Now this is a story that will truly not make you want to go back in the water.
A young surfer lost his leg in a grisly shark attack in Perth, Australia and seeing how big the Great White that did the deed is will haunt your swimming plans for the rest of the summer. Estimated at 14-feet, the shark had reportedly been seen swimming off multiple beaches in the area before the attack took place. According to witnesses that were in the water with Ben Gerring and later cared for him on the beach while waiting for emergency services, the leg was taken off above the knee. Sadly, he died on Friday from his injuries. Only a few weeks ago he and his fiancé found out they were expecting a baby.
As for the shark supposedly responsible for the deed, it may have already met a sad end. Authorities caught an animal of about the same size on a drum line the next morning and it died on the line shortly after. While they don’t know whether or not the shark that was killed is the same one that took Ben’s leg, the locals sure do seem happy about having at least one shark answer for the incident. Without bringing up the ethics of catching and killing a beautiful and healthy Great White before identifying its level of responsibility in eating somebody’s leg, this all could have been avoided if the beaches were closed after the original sighting. If existing safety measures aren’t being used in the first place, then the shark’s death is even more senseless.
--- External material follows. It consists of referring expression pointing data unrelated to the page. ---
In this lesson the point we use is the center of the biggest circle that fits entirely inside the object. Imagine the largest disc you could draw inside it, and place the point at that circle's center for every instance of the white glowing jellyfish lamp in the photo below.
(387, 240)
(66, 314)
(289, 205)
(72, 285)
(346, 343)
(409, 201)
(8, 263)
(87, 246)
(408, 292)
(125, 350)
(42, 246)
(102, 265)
Beaches have been closed now, due to both Gerring’s attach and the death of another diver in recent days. A woman was scuba-diving in the same area that Ben was surfing when her comrade saw something go by him and a major commotion. When he surfaced, she was gone and he scrambled back into his own boat. The authorities say in this case that although the attack was not actually witnessed she died from injuries consistent from just such an event. This shark was estimated at 18-feet long, which is insane to think about. If these attacks are all the same shark, then the legend will only grow from here until it is caught and beaches are safe again.